Se a narrativa nuclear em torno do Irão funcionar como justificação política para uma intensificação de sanções e isolamento, e se tal dinâmica se articular com a pressão sobre Moscovo e Caracas, forma-se um triângulo energético sob tensão - precisamente onde Pequim foi buscar a parte relevante da sua segurança petrolífera. Não é preciso fechar Hormuz para alterar o equilíbrio. Basta torná-lo incerto. Não é preciso bloquear navios. Basta aumentar o risco. Não é preciso declarar um cerco. Basta que ele seja economicamente sentido.

 

A guerra total pode não ser o cenário mais provável. Mas a volatilidade estratégica já está instalada. E, no mundo contemporâneo, volatilidade persistente equivale a custo acumulado. A questão final não é quem dispara primeiro, nem quem responde com mais precisão. É saber quem suporta melhor a erosão lenta que está a acontecer.

 

Se existe um movimento para comprimir os principais fornecedores energéticos da China, então a resposta chinesa não será teatral - será estrutural, silenciosa e de longo prazo.

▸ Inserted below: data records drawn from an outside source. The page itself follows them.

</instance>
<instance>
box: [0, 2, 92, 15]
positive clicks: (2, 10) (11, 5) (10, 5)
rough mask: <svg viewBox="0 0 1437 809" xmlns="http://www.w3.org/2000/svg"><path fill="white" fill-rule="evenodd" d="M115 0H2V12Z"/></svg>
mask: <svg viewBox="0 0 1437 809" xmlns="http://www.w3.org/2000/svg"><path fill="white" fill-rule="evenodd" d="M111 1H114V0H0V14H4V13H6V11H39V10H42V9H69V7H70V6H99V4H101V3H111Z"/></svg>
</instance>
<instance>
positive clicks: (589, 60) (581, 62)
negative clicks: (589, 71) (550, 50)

Porque impérios militares pensam em batalhas. Potências industriais pensam em fluxos. E quem controla os fluxos controla o tempo.

 

O petróleo passou a verdadeiro instrumento estratégico de Trump, perante a falência das suas medidas durante um ano de administração, e "finalmente" percebeu isso. Percebeu também que - com guerras - "aliviava" as atenções que pairam sobre si em velhos processos que lhe dariam voz de prisão: os Ficheiros Epstein! Se vencer a guerra a Justiça americana fica pouco confiante em avançar. Se a perder, desviará as atenções com outro facto qualquer. Talvez se fixe novamente na Gronelândia ou invada Cuba.

 

Resta saber: quem está a jogar no curto prazo - e quem está a jogar para décadas?